INCORPORER
Un homme seul. Un très grand espace nu. Le silence. Cette solitude a pour contrepoint la présence d’une deuxième personne qui l’accompagne du regard, en retrait, du bout des yeux. L’action principale : incorporer. Le silence est brisé par le son de l’action du propre corps sur lui-même, dans une suite d’actions qui s’articulent dans le but d’unir intimement l’interprète à lui-même et au présent de ses actions. Il s’agit d’un travail sur l’instant présent et sur un temps réel, sans personnages.
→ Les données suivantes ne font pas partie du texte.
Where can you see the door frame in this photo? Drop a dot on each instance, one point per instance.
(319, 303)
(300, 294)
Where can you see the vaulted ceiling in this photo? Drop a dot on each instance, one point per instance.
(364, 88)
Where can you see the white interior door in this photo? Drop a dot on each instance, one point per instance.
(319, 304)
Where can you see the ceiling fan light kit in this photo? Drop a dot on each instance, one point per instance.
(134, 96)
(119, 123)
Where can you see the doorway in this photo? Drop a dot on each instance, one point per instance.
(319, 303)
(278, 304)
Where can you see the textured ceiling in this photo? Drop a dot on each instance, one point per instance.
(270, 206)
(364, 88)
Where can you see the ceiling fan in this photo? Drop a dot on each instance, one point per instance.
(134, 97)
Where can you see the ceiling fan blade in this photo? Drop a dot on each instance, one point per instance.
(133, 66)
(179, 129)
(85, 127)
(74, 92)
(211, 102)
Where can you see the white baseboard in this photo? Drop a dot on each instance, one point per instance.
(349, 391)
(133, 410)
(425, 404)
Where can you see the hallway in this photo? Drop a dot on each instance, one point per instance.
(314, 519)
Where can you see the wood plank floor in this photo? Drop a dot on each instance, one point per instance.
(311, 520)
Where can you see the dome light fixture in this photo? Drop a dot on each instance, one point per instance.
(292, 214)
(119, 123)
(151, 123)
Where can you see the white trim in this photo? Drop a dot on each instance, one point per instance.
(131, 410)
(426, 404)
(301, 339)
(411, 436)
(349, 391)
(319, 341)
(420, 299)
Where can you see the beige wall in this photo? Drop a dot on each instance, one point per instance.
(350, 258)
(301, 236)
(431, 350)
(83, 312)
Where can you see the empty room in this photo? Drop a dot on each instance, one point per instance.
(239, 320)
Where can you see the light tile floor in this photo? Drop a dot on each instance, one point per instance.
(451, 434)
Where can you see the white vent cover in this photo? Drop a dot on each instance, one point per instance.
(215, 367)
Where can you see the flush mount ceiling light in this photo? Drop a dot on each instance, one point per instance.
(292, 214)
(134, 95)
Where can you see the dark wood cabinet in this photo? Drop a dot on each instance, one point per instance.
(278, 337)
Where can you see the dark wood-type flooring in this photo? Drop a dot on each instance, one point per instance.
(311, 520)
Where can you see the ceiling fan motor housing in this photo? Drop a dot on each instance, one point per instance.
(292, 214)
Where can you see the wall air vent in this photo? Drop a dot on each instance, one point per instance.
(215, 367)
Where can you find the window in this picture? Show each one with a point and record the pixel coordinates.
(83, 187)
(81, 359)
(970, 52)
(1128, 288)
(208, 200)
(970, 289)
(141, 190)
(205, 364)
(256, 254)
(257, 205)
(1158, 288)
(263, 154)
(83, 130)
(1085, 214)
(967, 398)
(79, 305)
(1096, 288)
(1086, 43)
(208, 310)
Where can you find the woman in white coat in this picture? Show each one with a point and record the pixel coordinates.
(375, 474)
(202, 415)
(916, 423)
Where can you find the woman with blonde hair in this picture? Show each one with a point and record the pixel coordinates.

Incorporer l’air, l’eau, leurs sons, l’espace, faire qu’une chose fasse corps avec une autre ; unir intimement une matière à une autre, un élément à soi, les faire entrer comme partie dans un tout, défini, délimité, en silence. Faire corps et laisser résonner les actions et sons d’une déambulation qui se déploie au plus proche
de l’action, dans le geste intime de celui qui, concentré, est complètement absorbé par l’observation méticuleuse de ses explorations, tel un enfant.
L’interprète évolue dans un grand espace nu qui devient flexible grâce au travail sonore développé, et dont le but est de rendre visibles et audibles certaines des actions qu’il produit. Le pari consiste à s’appuyer sur de petites ou de très petites actions, réalisées dans une « économie totale de moyens », en les présentant dans ce très grand espace nu, noir. C’est un travail sur des proportions variables et sur l’articulation de concepts qui tente de laisser apparaître, de laisser voir ces actions infimes, en jouant avec l’espace comme si la distance pouvait être élastique, dans un espace-temps qui appelle à la réflexion, à la méditation.
Le travail sonore ici développé joue de la distance comme d’un soufflet et précipite le spectateur parfois tout près de l’interprète, tout contre, le laissant écouter des sons souterrains, enfouis, alors qu’à d’autres moments il le laisse à distance, en silence. L’espace devient alors flexible, grâce à l’amplification des sons des actions qui agit tel un zoom.
Dans Incorporer il y a, comme dans Éclats mats, la distance que nous devons faire parcourir au public pour le mener à «voir». C’est tout un cheminement à construire et cette construction se fait en équipe lors de la représentation ; elle pose la question de ce qui est à montrer, à révéler.
L’espace et le temps sont peut-être austères. Nous n’avons pas peur du vide, nous ne voulons pas d’accumulation, pas de forme «spectaculaire», nous ne voulons pas d’artifices. Le temps investi est défini par un échange de fluides essentiels à la vie – l’air et l’eau –, à travers lequel les interprètes dialoguent tout au long de la pièce. Incorporer est aussi un travail visant à laisser transparaître, à travers l’évolution de l’interprète au sein de ce parcours, un voyage vers une certaine libération.